For anybody over the age of about 25, the enthusiasm with which society as a whole - and particularly those under that age - have for sharing their every single thought, movement, photo, likes, hates, fears and dreams with anybody who cares to listen (and increasingly those who don't) is a rather unfathomable mystery.
I read a very learned paper recently which argued convincingly that this public baring of life and soul is an extension and reflection of celebrity culture - particularly celebrity of the Big Brother/OK magazine variety. Possibly.
What is for certain is that it has now become so normal that millions of people globally give it not a second's thought. Increasingly those, such as myself, whose job it is to read, understand and influence mass consumer behaviour are pouring ever more sophisticated efforts into understanding and harnessing this change. And of course, as sure as eggs is eggs, many, many smart minds are trying to work out how to make money out of it.

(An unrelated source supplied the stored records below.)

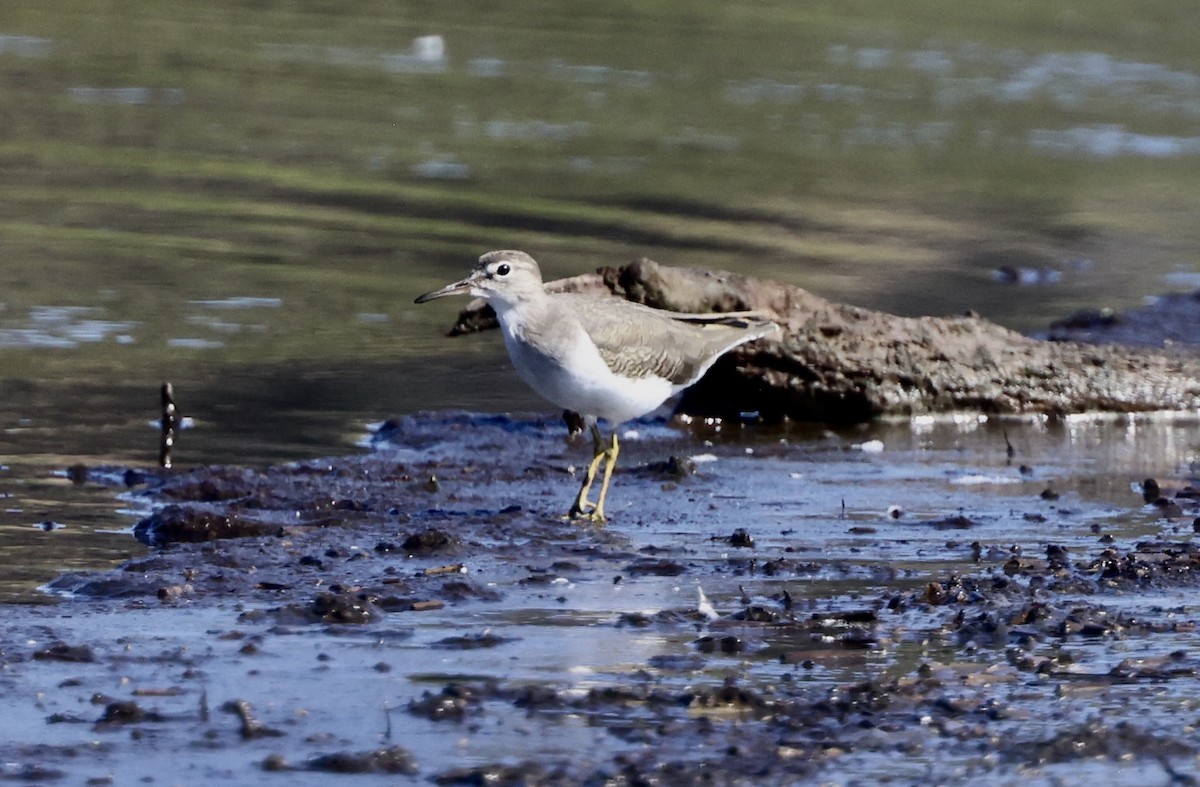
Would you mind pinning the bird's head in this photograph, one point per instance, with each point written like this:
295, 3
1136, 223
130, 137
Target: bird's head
502, 276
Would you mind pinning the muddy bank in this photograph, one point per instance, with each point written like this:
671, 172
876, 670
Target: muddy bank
844, 365
766, 607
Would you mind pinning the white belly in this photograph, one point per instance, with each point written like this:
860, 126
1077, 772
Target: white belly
582, 382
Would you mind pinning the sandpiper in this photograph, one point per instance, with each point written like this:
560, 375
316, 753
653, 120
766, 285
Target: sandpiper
599, 356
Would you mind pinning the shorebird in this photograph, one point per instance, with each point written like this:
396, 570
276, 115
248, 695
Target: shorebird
603, 358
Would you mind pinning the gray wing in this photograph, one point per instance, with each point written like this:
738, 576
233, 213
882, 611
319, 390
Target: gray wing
639, 341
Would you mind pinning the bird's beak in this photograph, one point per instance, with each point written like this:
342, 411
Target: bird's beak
457, 288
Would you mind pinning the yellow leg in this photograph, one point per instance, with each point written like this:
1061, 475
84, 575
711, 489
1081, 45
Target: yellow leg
582, 505
598, 512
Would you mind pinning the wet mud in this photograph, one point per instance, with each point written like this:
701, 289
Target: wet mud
929, 601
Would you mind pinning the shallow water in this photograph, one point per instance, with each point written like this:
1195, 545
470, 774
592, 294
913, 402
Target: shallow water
859, 515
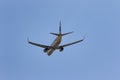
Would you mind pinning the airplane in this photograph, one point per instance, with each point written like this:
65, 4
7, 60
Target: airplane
56, 43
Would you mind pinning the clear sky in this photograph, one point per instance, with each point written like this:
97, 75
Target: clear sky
96, 58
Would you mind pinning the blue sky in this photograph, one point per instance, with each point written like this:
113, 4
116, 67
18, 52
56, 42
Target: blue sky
96, 58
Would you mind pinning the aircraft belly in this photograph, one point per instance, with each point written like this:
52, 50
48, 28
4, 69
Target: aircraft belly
49, 52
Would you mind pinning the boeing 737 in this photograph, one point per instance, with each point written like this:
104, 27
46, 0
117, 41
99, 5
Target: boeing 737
56, 43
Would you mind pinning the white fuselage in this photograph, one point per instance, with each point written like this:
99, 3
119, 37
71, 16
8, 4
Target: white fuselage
54, 45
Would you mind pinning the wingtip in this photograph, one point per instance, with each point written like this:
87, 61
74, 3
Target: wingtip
28, 39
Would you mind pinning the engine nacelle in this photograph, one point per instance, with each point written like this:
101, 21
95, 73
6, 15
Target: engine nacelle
61, 49
46, 49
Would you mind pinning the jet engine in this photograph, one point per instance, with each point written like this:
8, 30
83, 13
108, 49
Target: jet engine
61, 49
46, 49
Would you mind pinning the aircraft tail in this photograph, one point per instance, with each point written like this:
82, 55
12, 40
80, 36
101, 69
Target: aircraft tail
60, 31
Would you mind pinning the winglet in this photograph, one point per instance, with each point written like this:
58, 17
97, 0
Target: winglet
28, 39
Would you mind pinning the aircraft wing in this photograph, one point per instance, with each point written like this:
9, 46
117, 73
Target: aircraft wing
65, 45
39, 45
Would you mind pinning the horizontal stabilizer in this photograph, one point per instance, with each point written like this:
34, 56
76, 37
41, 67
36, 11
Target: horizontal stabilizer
55, 34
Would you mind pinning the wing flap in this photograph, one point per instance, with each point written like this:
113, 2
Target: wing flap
39, 45
65, 45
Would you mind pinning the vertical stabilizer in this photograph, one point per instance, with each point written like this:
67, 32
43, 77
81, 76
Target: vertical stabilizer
60, 32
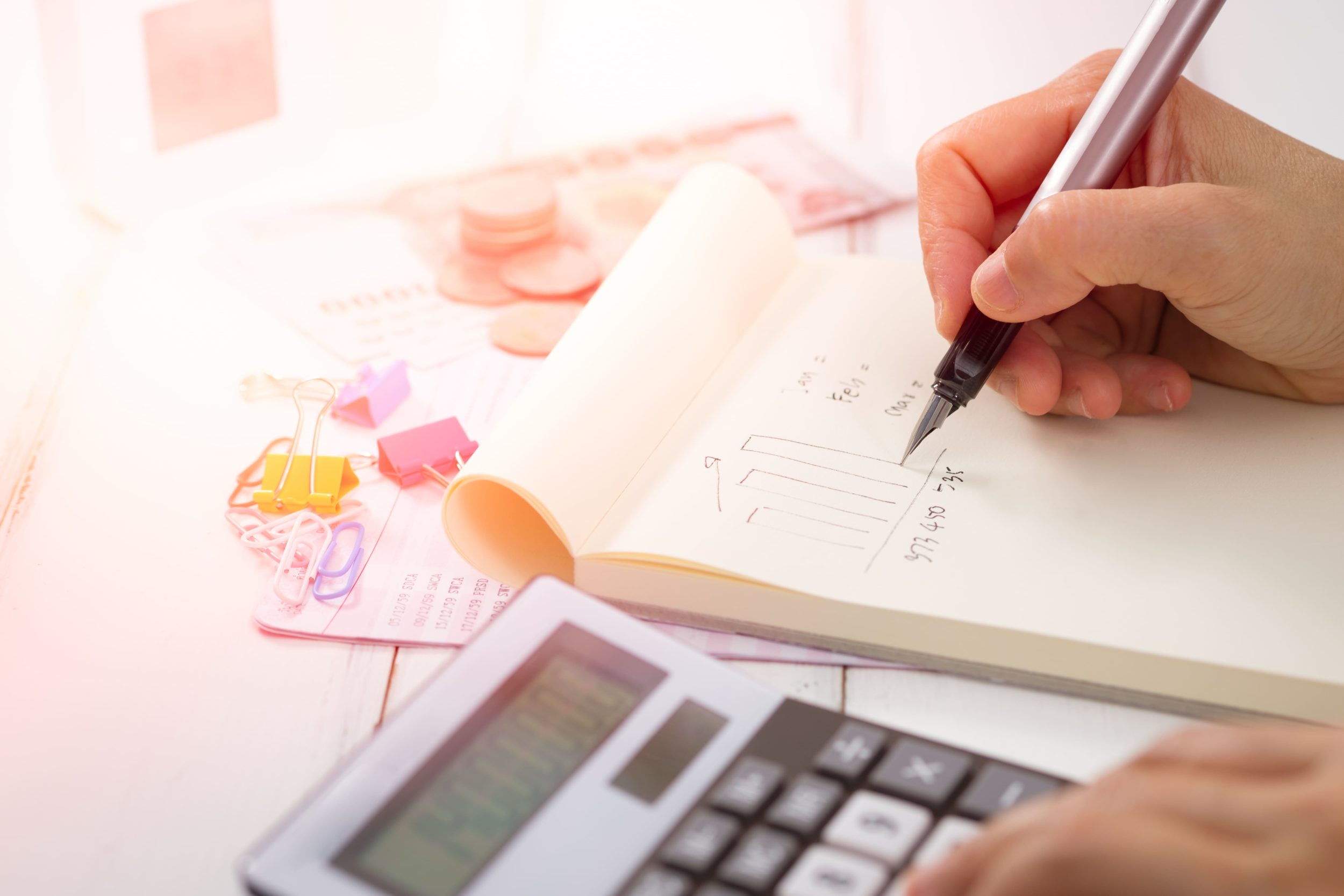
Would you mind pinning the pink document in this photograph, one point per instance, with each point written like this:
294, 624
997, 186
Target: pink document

Of course there are naysayers - there always are. It puts me in mind of Michael Faraday's response to a heckler after a demonstration of electromagnetic power at the Royal Society. "But what use will there ever be for it?" he was asked. "Sir," he replied, "electricity will be of such import that one day it will be taxed." Twitter users beware.
Mr Zuckerburg's tax return is already of such magnitude that it has taken a bite the size of a small country's economy out of the Californian state debt. But what conclusions should be drawn?
Facebook's founders have clearly proved that they have been able to make money out of this phenomenon - and there is a tiny gaggle of pilot fish companies nibbling a jolly good living off the Facebook Whale Shark. But can anybody else?
The Schadenfreude surrounding Facebook's stock-price travails is well-documented but, as Warren Buffet famously observed: "In the short-term the markets are a voting machine; in the long-term they are a weighing machine." The markets initially voted, but now they turn to weighing they find Facebook rather lighter than they thought.
All stock-prices in the long run (i.e. when being weighed rather than voted upon) are decided on forward cash flows: projections of money they will make in the future. The $100bn question is how will Facebook - and anybody else trying to monetise social, do this? It won't all come from Farmville, that's for sure.
Knowing the intimate details of 900m people should be (and in Facebook's case has been) hugely lucrative. But therein lies the problem. One of the main ways of realising this potential is using those intimate details in ways users would not really want them used. And certainly in ways governments around the world might be squeamish about.
Monetising social is a profoundly different model to Google, with whom Facebook's flotation is regularly compared.
Furthermore, I believe there is something very different about being part of a huge and vibrant community run by a geeky Harvard drop-out, and being a member of a publicly-listed company's database.
Previously Facebook had choices about the extent to which it tried to exploit and monetize its members. Now it doesn't. The share price will, according to Warren Buffet's rule, be decided by the weighing machine that is forward cash flows. Nothing else.
I am not a naysayer: I am prepared to accept that Facebook is run by people far smarter than me. However, I do believe that the unavoidable pressure they now have to generate very large cash flows will not just be controversial (data protection is a subject governments are very interested in). It will also inevitably, in my opinion, change for good the organisation's relationship with its members, and potentially the face of social media as a whole.